Department of Computer Science and Technology

Technical reports

Extending lossless image compression

Andrew J. Penrose

December 2001, 137 pages

This technical report is based on a dissertation submitted January 2001 by the author for the degree of Doctor of Philosophy to the University of Cambridge, Gonville & Caius College.

DOI: 10.48456/tr-526

Abstract

“It is my thesis that worthwhile improvements can be made to lossless image compression schemes, by considering the correlations between the spectral, temporal and interview aspects of image data, in extension to the spatial correlations that are traditionally exploited.”

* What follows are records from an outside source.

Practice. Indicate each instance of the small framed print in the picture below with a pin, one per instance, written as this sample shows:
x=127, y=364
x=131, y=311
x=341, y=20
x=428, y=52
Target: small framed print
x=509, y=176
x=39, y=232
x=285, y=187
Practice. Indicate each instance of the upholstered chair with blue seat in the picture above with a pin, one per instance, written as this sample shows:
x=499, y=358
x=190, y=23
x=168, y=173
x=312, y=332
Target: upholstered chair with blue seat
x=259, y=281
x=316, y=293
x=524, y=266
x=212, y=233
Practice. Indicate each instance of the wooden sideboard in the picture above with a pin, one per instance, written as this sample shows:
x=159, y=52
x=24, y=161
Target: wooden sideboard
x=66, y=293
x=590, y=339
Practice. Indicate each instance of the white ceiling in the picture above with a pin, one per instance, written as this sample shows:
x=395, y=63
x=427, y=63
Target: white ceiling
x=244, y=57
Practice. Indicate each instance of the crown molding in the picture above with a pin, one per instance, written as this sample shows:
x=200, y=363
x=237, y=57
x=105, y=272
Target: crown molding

Images are an important part of today’s digital world. However, due to the large quantity of data needed to represent modern imagery the storage of such data can be expensive. Thus, work on efficient image storage (image compression) has the potential to reduce storage costs and enable new applications.

Many image compression schemes are lossy; that is they sacrifice image informationto achieve very compact storage. Although this is acceptable for many applications, some environments require that compression not alter the image data. This lossless image compression has uses in medical, scientific and professional video processing applications.

Most of the work on lossless image compression has focused on monochrome images and has made use of the spatial smoothness of image data. Only recently have researchers begun to look specifically at the lossless compression of colour images and video. By extending compression schemes for colour images and video, the storage requirements for these important classes of image data can be further reduced.

Much of the previous research into lossless colour image and video compression has been exploratory. This dissertation studies the problem in a structured way. Spatial, spectral and temporal correlations are all considered to facilitate improved compression. This has lead to a greater data reduction than many existing schemes for lossless colour image and colour video compression.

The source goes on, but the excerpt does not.